Our participants provided insights into the deliberate integration of these assays into clinical practice and how these assays are changing care pathways regarding cornerstone cancer treatments. Participants identified the value of the assays as improved quality of life and reduction in overtreatment, often as a justification for their high cost. These assays are expensive with use dependent on insurance coverage in the majority of cases. Participants detailed how the definitive result and removal of downstream health system use is positioned to integrate the tools and justify the high costs for these assays: “…we have done a study just to show to the payer that if we could do the genomic test, in particular, Oncotype, we can save a lot of money, but this is not the principal problem, we can save lots of trouble to the patient because we can save a lot of chemotherapy” [P202]. Some participants noted that when the cost was factored into the total, overall costs were still reduced as chemotherapy was no longer required, which lead to additional downstream healthcare savings:

So certainly, by doing this test, the cost savings are humongous. The cost of chemotherapy in private setups can be like at least four or five times the cost of this test. So there is definite personal savings for any private patient. And this is even more enhanced at the government level. So there the savings are for thousands of patients [P201].

Conversely, other participants discussed how the high cost rendered the assays prohibitive. A participant discussed how chemotherapy drugs are getting cheaper, so the high price of these assays is less justifiable: So, I think the economic analysis is very contingent on the cost of the drugs… chemotherapy is becoming cheaper… So as the drugs become less expensive, then it becomes an issue [P210].

Jurisdictional variation in perspectives and use

Participants discussed how cancer care is perceived and practiced differently in different regions and countries. Historical uses of cancer treatments have differed, particularly between USA and Europe. Traditionally, providers in the US have used chemotherapy more commonly, while providers in Europe have been more judicious. Participants described perspectives and practices regarding chemotherapy that varied greatly and appeared to be rooted in this UK vs US training paradigm. “… the attitude to chemotherapy is quite different [in Australia] in that our thinking is somewhat between US and UK/Europe, in that, we have never been as pro-chemo as, you know, the US guidelines” [P203]. Another participant stated: “Most of the Greek medical oncologists are trained in the States, not in England…Traditionally, in UK, they were in favour of hormonal therapies and in the United States in favour of chemotherapies” [P204].
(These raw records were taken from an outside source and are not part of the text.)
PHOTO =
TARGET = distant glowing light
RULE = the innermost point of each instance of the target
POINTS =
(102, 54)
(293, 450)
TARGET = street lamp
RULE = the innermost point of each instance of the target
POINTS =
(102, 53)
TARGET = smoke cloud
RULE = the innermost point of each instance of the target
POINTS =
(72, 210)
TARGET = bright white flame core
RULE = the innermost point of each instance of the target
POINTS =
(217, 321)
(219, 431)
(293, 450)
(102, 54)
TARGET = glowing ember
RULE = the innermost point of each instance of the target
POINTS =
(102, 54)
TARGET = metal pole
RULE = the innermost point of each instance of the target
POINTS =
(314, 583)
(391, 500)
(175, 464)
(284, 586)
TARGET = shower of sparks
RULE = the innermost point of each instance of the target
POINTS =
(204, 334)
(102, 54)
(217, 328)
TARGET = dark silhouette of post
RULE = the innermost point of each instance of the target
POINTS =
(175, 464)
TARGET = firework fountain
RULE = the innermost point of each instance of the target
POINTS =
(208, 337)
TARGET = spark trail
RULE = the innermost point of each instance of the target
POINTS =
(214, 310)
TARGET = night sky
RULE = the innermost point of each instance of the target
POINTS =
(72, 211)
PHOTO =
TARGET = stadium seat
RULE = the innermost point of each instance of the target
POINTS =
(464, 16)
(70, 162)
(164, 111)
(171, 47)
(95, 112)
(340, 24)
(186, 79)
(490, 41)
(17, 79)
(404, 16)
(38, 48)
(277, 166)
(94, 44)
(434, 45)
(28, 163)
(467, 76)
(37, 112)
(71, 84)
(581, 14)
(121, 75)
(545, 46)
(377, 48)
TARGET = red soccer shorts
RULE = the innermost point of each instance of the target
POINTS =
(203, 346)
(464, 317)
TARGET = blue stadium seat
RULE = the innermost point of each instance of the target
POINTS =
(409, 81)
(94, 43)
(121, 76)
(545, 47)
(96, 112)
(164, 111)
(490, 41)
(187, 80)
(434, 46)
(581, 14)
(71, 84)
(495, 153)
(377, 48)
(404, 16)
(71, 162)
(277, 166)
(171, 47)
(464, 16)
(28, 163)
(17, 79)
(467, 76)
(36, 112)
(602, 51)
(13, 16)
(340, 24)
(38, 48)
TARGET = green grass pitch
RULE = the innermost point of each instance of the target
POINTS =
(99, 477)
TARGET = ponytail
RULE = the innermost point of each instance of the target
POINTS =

Participants discussed that providers and reimbursors view healthcare as a local phenomenon and therefore place significant weight on local or jurisdictional evidence and practices:

…it’s really interesting, how much healthcare is still very much of a local phenomenon... in the early days and we spoke to a lot of Canadian oncologists, and they would almost kind of look at the results from the US [and say], we’re not like that. We don’t do things like that… [P215].

So I guess for decision makers, Mexican patients were not included, but we did another study here and it’s the same. We’re not different [P220].

Participants also discussed that countries and cultures who view themselves as ‘different’ viewed the benefits and value of the prognostic assays differently as well. Participants discussed that these varied perspectives produce uneven interpretations of value for the assays:

…countries in Western Europe and in Scandinavia. They still don’t pay for the test. And so, because there’s still a fundamental belief that well, we’re different, we actually have very good pathologists, we actually, we don’t think the value is there for our society of physicians and pathologists [P215].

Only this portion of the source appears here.